Besides the specific association of ZO-1 with tight junctions, it is involved in the regulation of the cell cycle. This protein has been detected in the nucleus during the proliferation of epithelial cells (17, 18). ZO-1 binds with ZO-1-associated nucleic acid-binding protein (ZONAB), promoting cell proliferation. ZO-1 functions as a suppressor of ZONAB and controls the accumulation of ZONAB in the nucleus by cytoplasmic sequestration; the overexpression of ZO-1 results in reduced nuclear ZONAB accumulation and proliferation (16, 18). We demonstrated that ZO-1 induced in the presence of 27OHChol is mainly localized on the cell surface. Collectively, these findings suggest that ZO-1 may regulate proliferation by sequestering the proteins involved in proliferation in the cytoplasm, in the presence of 27OHChol.
ZO proteins are multi-domain scaffolds that bind directly to various types of proteins, in addition to having scaffolding functions in organizing gap junction complexes, via the PDZ (PSD-95/Discs-large/ZO-1) domain, SH3 domain, and guanylate kinase domain (14). ZO-1 can bind with protein kinases in the cytoplasm. After binding with the serine/threonine-protein kinase MRCKβ, the ZO-1/MRCKβ complex regulates migration at the leading edge of migrating cells (19).
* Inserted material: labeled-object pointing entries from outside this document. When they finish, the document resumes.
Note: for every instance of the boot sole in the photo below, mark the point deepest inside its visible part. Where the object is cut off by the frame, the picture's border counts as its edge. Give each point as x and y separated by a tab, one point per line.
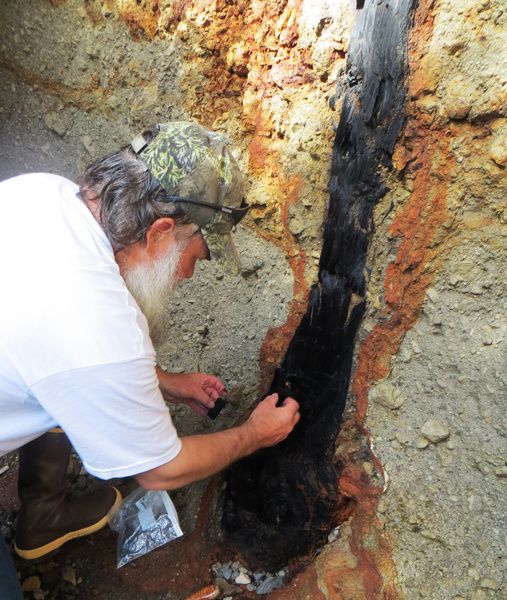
49	549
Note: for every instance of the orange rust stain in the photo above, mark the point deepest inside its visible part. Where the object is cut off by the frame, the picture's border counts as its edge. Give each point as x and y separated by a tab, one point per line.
424	155
87	98
413	270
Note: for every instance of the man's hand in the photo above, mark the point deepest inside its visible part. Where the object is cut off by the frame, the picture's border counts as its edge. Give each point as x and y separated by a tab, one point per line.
204	455
198	390
272	423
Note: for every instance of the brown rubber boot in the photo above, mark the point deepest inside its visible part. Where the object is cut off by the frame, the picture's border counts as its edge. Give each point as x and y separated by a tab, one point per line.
47	519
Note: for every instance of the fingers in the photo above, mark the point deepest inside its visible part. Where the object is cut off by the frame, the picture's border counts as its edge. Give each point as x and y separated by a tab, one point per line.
197	407
272	399
291	403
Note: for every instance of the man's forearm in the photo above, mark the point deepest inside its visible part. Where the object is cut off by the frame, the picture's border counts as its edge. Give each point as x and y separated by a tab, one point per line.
202	456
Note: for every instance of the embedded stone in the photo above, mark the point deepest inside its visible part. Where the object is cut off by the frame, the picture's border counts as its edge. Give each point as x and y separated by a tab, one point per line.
387	395
435	431
242	579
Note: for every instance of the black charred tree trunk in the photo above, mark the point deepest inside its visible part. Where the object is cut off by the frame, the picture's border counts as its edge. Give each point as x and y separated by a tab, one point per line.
281	501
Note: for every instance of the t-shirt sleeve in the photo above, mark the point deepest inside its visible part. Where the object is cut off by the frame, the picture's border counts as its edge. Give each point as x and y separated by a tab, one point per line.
114	415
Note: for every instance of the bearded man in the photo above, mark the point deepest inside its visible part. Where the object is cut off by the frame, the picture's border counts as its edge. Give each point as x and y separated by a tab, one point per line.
86	270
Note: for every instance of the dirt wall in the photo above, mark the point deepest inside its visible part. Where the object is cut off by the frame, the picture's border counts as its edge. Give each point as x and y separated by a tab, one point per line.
425	517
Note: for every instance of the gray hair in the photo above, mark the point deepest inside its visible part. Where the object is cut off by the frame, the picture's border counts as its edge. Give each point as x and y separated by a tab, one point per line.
130	198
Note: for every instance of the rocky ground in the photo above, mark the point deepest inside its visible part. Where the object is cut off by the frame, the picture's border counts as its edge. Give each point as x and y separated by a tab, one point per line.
75	84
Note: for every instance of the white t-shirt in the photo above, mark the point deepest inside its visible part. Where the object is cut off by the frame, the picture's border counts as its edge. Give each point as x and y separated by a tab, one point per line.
74	347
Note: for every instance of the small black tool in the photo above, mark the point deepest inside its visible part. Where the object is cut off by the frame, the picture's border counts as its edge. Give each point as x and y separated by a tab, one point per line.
215	411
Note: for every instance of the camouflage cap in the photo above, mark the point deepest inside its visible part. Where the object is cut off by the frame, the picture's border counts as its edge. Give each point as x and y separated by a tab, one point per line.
194	165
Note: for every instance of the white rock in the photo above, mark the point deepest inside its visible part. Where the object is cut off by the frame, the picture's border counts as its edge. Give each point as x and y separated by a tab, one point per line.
501	471
387	395
489	583
242	579
435	431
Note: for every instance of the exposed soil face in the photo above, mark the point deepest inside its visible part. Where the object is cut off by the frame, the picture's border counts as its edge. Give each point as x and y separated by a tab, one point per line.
423	512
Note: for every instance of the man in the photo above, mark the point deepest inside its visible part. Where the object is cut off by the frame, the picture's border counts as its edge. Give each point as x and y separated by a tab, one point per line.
86	271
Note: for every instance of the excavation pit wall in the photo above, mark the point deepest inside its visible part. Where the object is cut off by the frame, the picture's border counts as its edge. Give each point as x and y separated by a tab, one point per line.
272	76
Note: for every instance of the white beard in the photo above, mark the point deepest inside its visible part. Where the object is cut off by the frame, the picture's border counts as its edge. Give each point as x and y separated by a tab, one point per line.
151	285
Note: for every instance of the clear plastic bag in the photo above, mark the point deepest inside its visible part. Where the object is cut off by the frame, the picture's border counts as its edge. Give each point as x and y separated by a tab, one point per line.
146	520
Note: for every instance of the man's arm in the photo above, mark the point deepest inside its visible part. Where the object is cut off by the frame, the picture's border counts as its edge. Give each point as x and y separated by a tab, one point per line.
205	455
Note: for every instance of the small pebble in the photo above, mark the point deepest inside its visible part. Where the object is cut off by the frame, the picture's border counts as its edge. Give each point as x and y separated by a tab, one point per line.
242	579
422	443
269	584
489	584
435	431
501	471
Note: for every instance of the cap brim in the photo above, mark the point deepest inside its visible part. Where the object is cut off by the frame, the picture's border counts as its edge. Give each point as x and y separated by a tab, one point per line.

Monocytic cells exposed to 27OHChol differentiate into DCs, which can migrate to inflammatory regions where they accelerate immune responses (7). We demonstrated that CsA, Df, and Dx impair the ZO-1 expression induced by 27OHChol, and these drugs are well known for their anti-inflammatory and immunosuppressive effects (8, 12, 13). Furthermore, the PI3K, ERK, and src kinases play crucial roles in migration (20–22). Therefore, the results of this study suggest the possibility that the upregulated ZO-1 protein may be involved in cell migration, via interactions with protein kinases during inflammation or immune responses.
In summary, we demonstrated that 27OHChol upregulates ZO-1 using ER-to-Golgi body transport system via PI3K, ERK, and src in monocytic cells, which is impaired by the drugs suppressing DC differentiation. These results also cause us to question the biological functions of the upregulated protein. Further investigations are needed to understand whether ZO-1 plays roles in migration and the regulation of cell proliferation during the process of DC differentiation.